SYNCHRONOUS CHANGES IN SEAWATER STRONTIUM ISOTOPE COMPOSITION AND GLOBAL CLIMATE

THE Sr-87/Sr-86 ratio of sea water has increased gradually over the Past 40 Myr, suggesting a concomitant increase in global chemical weathering rates1-6. Recently, Dia et al.7 analysed a 250-kyr Sr-87/Sr-86 record, and found superimposed on this gradual increase higher-frequency Sr-87/Sr-86 variations which appeared to follow a 100-kyr cycle; this periodicity corresponds to one of the prominent cycles in the Earth's orbital parameters, which are known to modulate the patterns of solar insolation and hence climate8-10. The resolution of this record was, however, insufficient to establish the phase relationship between the Sr-87/Sr-86 variations and global climate cycles. Here we present a high-resolution seawater Sr-87/Sr-86 record spanning the past 450 kyr. We rind that maxima and minima in Sr-87/Sr-86 coincide with minima and maxima, respectively, in continental ice volume (from the SPECMAP oxygen isotope record20), apparently suggesting that there was less chemical weathering in arid glacial periods than in the more humid interglacials.
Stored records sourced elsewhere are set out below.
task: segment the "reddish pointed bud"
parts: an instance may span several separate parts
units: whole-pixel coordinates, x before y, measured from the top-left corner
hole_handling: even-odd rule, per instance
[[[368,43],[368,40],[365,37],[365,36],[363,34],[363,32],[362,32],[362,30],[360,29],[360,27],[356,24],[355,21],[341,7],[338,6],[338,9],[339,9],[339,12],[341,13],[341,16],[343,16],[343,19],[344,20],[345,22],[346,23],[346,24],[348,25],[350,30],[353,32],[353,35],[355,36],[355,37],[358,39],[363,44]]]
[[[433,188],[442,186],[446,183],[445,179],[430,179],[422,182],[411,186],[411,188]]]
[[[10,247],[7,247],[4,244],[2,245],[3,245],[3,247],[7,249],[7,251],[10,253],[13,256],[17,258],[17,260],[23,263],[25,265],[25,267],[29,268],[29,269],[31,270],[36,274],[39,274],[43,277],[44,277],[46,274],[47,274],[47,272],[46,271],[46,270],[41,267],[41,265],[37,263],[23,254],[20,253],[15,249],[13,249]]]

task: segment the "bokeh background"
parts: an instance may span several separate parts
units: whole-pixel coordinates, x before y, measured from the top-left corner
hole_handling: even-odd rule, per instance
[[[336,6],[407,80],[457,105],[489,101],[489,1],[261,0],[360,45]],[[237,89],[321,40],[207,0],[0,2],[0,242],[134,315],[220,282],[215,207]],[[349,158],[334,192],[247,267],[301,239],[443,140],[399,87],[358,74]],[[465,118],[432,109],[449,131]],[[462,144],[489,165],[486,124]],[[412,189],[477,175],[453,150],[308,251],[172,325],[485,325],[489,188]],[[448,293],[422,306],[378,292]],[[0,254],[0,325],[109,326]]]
During glacial-interglacial transitions, however, seawater Sr-87/Sr-86 changes at a rate of approximately 1 p.p.m. kyr-1, approximately three times that evaluated by Dia et al.7. Mass-balance calculations illustrate that simple changes in modern chemical weathering regimes cannot fully account for such rapid changes, suggesting that we need to revise current ideas about strontium reservoirs and the mechanisms for exchange between them.